Organophilic clay (0.8 vol.%) is a structure-forming agent representing montmorillonite clay powder treated with amines with a certain length of HC radical, forming complex aggregates on the surface, which give the clay powder hydrophobic properties and the ability to swell in HC media. Organophilic clays are used as a structure-forming and wall-building component of oil-based solutions intended for use at high temperatures. They form structured solutions if their concentration in the solution exceeds 5 wt.%. Bitumen solutions, structured with organophilic clay, have a high retention capacity with respect to the weighting agent, and remain stable.
Oil-soluble polymer NRP-20M (0.5 vol.%) is a 20 wt.% solution of polyisobutylene in I-20A industrial oil. The introduction of NRP into the emulsion allows increasing the thermal stability of the solution due to the fact that polyisobutylene molecules, being in the interfacial layer, contribute to increasing the density of protective shells on water droplets and contribute to increasing the aggregative stability of the emulsion. Moreover, by thickening the dispersion medium of emulsion drilling fluid, polyisobutylene increases the structural and rheological properties of the solution, reduces its filtration, and increases the viscosity of the filtrate, which has a favorable effect on the preservation of porosity and permeability properties of the productive formation.
Micro calcite was used as LCM (lost circulation material) (4.4 vol.%). It is a fine-dispersed product of the carbonate group, which is produced by the mechanical grinding of marble. The following grades of calcium carbonate (CaCO3) having different average particle sizes were used: MK-100, with an average particle size of 32 μm, MK-60—23 μm, and MK-10—10 μm.
Hydrophobic nanosized silicon oxide (SiO2) particles were used to modify the drilling emulsion; they are fumed silica, treated with polydimethylsiloxane and/or cetyltrimethylammonium chloride. Silicon dioxide powder has high chemical resistance to many reagents and is characterized by high adsorption properties. The mass fraction of the main substance (SiO2), in terms of the calcined substance, is not less than 99.6%. The average size of the NPs ranged from 18 to 70 nm. The weight fraction of NPs was set to 0.25, 0.5, 1, and 2 wt.%. Electron photographs of SiO2 NPs are shown in Figure 1a. Electron microscopy was performed using a JSM-7001F scanning microscope (JEOL, Japan) and an S-5500 super-resolution scanning electron microscope (Hitachi, Japan). Electron microscopic examination was carried out using a base fluid pre-evaporation technique.

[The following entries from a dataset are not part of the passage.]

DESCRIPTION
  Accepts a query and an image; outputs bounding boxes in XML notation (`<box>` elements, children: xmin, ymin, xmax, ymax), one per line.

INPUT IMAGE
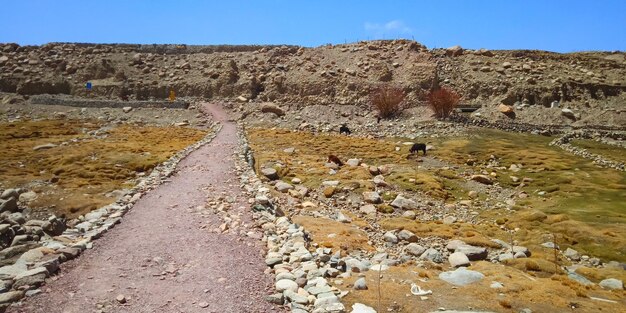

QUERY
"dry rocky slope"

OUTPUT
<box><xmin>0</xmin><ymin>40</ymin><xmax>626</xmax><ymax>126</ymax></box>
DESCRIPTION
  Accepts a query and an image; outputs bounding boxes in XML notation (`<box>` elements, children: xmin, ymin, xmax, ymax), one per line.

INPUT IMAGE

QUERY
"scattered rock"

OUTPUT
<box><xmin>350</xmin><ymin>303</ymin><xmax>376</xmax><ymax>313</ymax></box>
<box><xmin>470</xmin><ymin>175</ymin><xmax>493</xmax><ymax>185</ymax></box>
<box><xmin>354</xmin><ymin>277</ymin><xmax>368</xmax><ymax>290</ymax></box>
<box><xmin>391</xmin><ymin>195</ymin><xmax>417</xmax><ymax>210</ymax></box>
<box><xmin>115</xmin><ymin>294</ymin><xmax>126</xmax><ymax>304</ymax></box>
<box><xmin>600</xmin><ymin>278</ymin><xmax>624</xmax><ymax>290</ymax></box>
<box><xmin>439</xmin><ymin>267</ymin><xmax>485</xmax><ymax>286</ymax></box>
<box><xmin>404</xmin><ymin>243</ymin><xmax>426</xmax><ymax>256</ymax></box>
<box><xmin>448</xmin><ymin>252</ymin><xmax>470</xmax><ymax>267</ymax></box>
<box><xmin>275</xmin><ymin>181</ymin><xmax>293</xmax><ymax>192</ymax></box>
<box><xmin>398</xmin><ymin>229</ymin><xmax>417</xmax><ymax>242</ymax></box>
<box><xmin>363</xmin><ymin>191</ymin><xmax>383</xmax><ymax>204</ymax></box>
<box><xmin>563</xmin><ymin>248</ymin><xmax>580</xmax><ymax>261</ymax></box>
<box><xmin>261</xmin><ymin>168</ymin><xmax>278</xmax><ymax>180</ymax></box>
<box><xmin>261</xmin><ymin>102</ymin><xmax>285</xmax><ymax>116</ymax></box>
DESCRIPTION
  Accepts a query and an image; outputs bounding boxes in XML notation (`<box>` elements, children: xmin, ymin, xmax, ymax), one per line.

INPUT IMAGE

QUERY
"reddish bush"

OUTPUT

SWCNTs and MWCNTs were used to modify the drilling emulsions. TUBALLtm; powder (OOO OCSiAl.ru, Novosibirsk, Russia) was used as SWCNTs [21]. This material is a loose black powder. The average diameter of the SWCNTs was 1.6 ± 0.4 nm, and the specific surface area, according to the BET method, was 510 m2/g. On the evidence from atomic force microscopy data, the length of the SWCNTs exceeded 4 µm, and their average and bulk densities were 1.8 and 0.1 g/cm3. Moreover, to improve the thermal stability of the drilling fluid, the effect of MWCNT additives, namely, Taunit-MD, produced by Nanotech Center (Tambov, Russia), was investigated [22]. The inner diameter of these MWCNTs was 5–15 nm, and the outer diameter was 8–30 nm. The specific surface area was higher than 270 m2, and the length exceeded 5 μm. The number of carbon layers amounted to 30–40. The electron photographs of the MWCNTs are shown in Figure 1b. The weight fraction of nanotubes in the solutions was set equal to 0.1, 0.25, and 0.5 wt.%. Methodological experiments have shown that using higher concentrations of MWCNTs for the modification of drilling fluids is impractical due to a very significant increase in viscosity.
The methodology for preparing drilling fluids with NPs and nanotubes was slightly different. NPs were introduced into the HC phase. This was performed to avoid the fragmentation of the dispersed phase into nanoglobules after addition of CaCl2 brine. To break the NP conglomerates, the solution was subjected to intensive ultrasonic treatment after their addition to the HC medium. Ultrasonic treatment was carried out by the Volna UZTA-0.4/22-OM ultrasonic device. The treatment was performed for 30 min at maximum performance.
When preparing nanotube-containing solutions, highly concentrated aqueous calcium chloride brine with a density of 1.1 g/cm3 was prepared first, and nanotubes were introduced into the aqueous phase and also treated by ultrasound. The ultrasonic treatment was carried out for 60 min at maximum performance, providing water cooling to prevent the dispersion from heating.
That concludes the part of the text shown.